The Secure ID Coalition says its mission is to promote the understanding and appropriate use of contactless (RFID-enabled) smart-card technology, while still maintaining user privacy.
By Beth Bacheldor
Aug 17, 2006Several providers of digital security solutions for identification documents have banded together to help educate all levels of government on the use of secure electronic identification technologies, including contactless (RFID-enabled) smart cards.

Announced on Wednesday at the National Conference of State Legislators (NCSL) in Memphis, Tenn., the Secure ID Coalition includes contactless smart-card makers Gemalto and Oberthur Card Systems, as well as chipmakers Infineon Technologies, Philips Semiconductors and Texas Instruments.

The organization will meet with state and federal legislators to share its principles of privacy, best practices and standards in securing identification-management programs. In doing so, it hopes to dispel some of the myths regarding RFID and contactless smart cards, and to ensure that government agencies are implementing the right technology with the appropriate security and privacy mechanisms in place to meet the agencies' individual needs.

"There is such a large amount of misinformation that we have to be genuinely concerned that people aren't going to take advantage of this technology, or drive legislation that would ban the technology altogether," says Tres Wiley, director of e-documents at Texas Instruments. "We also don't want to see implementation without the kinds of security necessary, which could then backfire."

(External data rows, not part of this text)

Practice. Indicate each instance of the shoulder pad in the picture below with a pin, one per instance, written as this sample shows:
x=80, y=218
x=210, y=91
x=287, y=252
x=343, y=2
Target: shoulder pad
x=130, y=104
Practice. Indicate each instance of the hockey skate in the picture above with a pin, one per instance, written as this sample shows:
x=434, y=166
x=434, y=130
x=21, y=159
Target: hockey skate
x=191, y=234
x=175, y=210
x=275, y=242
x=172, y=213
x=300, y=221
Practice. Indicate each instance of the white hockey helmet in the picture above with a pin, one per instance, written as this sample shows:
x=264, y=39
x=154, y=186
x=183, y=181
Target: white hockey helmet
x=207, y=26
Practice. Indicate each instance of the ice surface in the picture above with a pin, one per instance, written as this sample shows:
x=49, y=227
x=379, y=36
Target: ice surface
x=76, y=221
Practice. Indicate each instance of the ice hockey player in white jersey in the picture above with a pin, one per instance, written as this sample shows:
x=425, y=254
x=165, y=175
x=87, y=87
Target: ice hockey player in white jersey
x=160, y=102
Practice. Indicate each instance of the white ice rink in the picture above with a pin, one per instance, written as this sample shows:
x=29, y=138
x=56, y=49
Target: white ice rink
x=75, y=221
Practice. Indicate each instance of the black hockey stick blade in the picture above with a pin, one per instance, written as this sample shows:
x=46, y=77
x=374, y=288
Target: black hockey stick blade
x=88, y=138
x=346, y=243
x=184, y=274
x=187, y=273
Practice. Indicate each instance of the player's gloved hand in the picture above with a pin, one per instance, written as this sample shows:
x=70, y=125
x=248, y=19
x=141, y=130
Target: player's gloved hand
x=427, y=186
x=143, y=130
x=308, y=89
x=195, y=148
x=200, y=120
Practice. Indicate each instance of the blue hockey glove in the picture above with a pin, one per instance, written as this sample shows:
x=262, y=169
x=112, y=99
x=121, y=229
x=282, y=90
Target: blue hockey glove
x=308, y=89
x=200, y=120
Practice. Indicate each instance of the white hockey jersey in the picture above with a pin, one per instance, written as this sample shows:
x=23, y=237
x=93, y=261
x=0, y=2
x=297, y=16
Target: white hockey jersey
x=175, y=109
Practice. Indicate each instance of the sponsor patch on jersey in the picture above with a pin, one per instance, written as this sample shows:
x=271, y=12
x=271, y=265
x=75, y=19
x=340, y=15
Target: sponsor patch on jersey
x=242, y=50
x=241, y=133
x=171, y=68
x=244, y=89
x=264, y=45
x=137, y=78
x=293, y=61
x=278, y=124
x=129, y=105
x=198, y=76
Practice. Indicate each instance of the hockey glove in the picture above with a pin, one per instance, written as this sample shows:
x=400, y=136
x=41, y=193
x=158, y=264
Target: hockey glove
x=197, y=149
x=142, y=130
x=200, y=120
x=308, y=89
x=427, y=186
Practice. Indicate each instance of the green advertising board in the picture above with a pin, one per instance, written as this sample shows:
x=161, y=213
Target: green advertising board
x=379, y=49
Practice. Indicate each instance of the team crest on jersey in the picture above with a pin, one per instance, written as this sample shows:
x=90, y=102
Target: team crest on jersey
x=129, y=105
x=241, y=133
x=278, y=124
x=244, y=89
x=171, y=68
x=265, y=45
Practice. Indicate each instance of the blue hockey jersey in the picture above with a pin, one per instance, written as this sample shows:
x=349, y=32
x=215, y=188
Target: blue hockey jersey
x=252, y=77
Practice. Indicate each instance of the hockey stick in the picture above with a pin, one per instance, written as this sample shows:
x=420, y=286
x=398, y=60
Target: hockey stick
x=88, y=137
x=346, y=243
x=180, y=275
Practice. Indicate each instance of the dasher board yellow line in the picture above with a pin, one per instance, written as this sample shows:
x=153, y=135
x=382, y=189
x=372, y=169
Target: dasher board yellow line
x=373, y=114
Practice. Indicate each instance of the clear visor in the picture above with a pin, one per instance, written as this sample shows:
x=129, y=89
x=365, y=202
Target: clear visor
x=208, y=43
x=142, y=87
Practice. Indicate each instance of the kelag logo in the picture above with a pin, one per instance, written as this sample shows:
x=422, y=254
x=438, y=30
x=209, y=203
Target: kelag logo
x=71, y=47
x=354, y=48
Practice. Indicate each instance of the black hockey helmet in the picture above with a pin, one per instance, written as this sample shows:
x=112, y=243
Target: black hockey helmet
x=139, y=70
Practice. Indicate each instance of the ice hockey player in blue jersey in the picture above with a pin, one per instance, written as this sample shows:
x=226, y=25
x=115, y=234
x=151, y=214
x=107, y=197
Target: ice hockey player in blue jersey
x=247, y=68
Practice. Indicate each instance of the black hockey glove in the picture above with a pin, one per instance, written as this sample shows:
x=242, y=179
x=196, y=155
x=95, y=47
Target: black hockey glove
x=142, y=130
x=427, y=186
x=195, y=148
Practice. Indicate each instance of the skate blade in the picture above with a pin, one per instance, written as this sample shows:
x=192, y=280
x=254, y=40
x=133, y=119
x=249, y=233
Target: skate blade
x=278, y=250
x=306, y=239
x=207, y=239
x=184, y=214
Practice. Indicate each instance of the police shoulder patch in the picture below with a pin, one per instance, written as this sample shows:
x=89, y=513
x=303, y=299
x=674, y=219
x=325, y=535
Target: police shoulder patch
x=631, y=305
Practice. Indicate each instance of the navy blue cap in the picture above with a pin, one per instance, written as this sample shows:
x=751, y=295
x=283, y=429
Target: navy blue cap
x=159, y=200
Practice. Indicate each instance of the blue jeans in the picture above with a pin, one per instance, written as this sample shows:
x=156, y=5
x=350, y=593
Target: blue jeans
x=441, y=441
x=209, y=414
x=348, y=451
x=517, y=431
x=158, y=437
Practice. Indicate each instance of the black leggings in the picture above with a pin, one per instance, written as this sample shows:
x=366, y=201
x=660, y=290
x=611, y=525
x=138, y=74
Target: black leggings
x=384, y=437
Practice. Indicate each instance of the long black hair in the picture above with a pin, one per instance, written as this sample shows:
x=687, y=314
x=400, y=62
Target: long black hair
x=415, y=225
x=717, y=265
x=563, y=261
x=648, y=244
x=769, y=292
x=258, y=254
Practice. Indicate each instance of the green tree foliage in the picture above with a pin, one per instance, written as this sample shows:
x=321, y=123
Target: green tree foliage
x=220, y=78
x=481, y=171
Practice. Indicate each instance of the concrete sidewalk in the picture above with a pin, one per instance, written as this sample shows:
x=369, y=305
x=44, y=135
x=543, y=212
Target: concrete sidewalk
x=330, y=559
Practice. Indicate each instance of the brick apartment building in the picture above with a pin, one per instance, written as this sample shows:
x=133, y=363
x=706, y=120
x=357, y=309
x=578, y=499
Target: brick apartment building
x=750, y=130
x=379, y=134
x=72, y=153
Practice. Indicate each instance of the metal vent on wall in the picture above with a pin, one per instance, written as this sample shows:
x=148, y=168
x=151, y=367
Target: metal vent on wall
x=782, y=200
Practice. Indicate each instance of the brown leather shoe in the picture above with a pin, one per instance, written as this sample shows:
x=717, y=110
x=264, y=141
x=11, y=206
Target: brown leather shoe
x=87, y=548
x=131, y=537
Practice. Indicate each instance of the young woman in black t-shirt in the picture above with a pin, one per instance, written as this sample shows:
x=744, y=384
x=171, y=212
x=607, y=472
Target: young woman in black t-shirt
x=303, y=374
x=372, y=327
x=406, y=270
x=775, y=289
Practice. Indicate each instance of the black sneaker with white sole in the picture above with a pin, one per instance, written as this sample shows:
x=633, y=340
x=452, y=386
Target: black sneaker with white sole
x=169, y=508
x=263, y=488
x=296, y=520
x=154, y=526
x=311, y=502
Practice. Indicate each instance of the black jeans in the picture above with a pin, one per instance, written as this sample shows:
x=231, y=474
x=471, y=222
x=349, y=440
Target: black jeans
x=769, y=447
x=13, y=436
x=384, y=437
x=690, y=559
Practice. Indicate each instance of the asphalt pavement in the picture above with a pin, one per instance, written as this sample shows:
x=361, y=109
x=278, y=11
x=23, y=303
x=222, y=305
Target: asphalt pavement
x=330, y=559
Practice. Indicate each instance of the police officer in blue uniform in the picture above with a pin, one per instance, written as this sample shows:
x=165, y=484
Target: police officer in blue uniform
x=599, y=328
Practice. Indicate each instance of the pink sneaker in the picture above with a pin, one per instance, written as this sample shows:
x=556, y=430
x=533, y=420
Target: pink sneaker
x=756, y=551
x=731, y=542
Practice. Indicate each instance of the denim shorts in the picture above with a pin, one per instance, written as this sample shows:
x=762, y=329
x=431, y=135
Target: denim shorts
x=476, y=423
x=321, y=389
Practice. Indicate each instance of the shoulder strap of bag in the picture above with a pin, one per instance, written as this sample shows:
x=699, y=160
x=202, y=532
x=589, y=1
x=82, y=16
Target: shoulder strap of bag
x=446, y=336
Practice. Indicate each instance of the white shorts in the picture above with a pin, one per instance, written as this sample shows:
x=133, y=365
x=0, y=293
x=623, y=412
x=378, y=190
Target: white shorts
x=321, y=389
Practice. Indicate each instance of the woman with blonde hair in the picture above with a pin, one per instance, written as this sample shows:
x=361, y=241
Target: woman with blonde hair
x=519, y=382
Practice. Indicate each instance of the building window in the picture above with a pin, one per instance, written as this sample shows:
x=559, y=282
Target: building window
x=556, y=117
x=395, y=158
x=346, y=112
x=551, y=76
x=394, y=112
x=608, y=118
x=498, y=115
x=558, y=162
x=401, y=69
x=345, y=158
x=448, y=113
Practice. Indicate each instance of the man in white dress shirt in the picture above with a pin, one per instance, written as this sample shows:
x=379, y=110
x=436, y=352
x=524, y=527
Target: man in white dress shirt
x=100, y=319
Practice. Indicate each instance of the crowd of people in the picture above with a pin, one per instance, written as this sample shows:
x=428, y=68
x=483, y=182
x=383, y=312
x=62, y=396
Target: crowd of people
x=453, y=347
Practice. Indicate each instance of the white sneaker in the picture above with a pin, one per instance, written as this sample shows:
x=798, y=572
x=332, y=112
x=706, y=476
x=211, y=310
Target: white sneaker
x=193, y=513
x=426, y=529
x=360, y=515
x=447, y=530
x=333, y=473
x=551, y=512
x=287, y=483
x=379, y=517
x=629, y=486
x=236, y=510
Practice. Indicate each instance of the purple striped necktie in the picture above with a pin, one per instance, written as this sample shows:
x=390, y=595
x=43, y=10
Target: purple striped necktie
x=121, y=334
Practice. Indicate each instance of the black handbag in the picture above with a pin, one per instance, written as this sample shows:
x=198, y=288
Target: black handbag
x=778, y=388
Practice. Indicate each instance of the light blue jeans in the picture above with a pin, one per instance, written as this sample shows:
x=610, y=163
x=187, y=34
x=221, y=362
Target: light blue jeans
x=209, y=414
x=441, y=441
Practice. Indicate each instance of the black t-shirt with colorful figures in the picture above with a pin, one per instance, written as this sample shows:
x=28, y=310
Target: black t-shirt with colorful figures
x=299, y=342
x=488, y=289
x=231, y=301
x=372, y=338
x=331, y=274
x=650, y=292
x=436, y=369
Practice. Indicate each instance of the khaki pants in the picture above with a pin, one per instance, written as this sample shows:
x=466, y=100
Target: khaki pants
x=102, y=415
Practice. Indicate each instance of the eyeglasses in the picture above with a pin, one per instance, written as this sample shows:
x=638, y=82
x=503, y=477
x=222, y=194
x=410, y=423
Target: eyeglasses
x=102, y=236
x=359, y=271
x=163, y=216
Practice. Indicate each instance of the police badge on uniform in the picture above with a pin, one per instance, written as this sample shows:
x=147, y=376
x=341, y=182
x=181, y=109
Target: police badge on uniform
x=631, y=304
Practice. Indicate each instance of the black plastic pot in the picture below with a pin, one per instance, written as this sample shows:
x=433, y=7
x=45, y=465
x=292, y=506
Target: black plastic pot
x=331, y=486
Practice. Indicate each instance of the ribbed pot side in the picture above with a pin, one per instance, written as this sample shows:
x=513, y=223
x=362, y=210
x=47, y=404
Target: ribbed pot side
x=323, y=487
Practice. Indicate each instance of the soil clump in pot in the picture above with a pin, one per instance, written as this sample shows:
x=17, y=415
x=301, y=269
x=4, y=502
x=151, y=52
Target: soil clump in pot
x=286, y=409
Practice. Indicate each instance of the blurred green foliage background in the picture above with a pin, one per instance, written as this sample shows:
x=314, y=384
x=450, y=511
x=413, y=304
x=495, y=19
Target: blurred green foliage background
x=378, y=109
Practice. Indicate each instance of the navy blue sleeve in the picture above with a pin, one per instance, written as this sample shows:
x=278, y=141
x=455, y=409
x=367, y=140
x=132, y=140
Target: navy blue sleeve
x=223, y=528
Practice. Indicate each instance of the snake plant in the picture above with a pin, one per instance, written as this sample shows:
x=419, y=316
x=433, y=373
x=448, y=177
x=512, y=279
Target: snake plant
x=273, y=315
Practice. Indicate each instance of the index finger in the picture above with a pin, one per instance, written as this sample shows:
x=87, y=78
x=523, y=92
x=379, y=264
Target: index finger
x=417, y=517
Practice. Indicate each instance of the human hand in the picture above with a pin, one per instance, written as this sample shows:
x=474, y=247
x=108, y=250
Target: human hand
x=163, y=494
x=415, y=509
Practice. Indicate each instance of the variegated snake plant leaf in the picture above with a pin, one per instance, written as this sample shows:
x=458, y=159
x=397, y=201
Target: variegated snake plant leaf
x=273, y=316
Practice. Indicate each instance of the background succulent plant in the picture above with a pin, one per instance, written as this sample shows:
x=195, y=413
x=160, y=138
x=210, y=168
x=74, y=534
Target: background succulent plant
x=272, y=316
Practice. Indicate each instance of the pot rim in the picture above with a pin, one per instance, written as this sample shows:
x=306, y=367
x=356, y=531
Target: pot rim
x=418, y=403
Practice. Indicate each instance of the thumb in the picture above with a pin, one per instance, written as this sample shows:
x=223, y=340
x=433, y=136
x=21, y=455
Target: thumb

Secure ID issued a statement saying it recognizes the importance of citizens' privacy rights, including "privacy of personal information as defined by all relevant regulations and laws" and "the right to know what data is contained in electronic ID documents, how that data will be collected, secured and transmitted, the presence of radio frequency (RF) technology in ID docs, and when, where and why an RF device is being read." The coalition also deems it vital that mechanisms be in place so "that ID documents have been appropriately secured against threats of fraudulent access to personal information."

The group's formation comes on the heels of the U.S. Department of State's announcement earlier this week that it has started issuing electronic passports (e-passports) to the public. An e-passport contains an RFID chip designed to help authenticate that the passport is genuine. Industry experts responded earlier this week to security concerns about e-passports, raised by Lukas Grunwald, a consultant with computer security firm DN-Systems. Grunwald demonstrated that by using an open-source software package called RFDump and an RFID interrogator (reader), he could duplicate the data from his RFID-enabled German passport onto an RFID access card. The experts say the cloning possibility poses little risk (see Industry Group Says E-Passport Clone Poses Little Risk).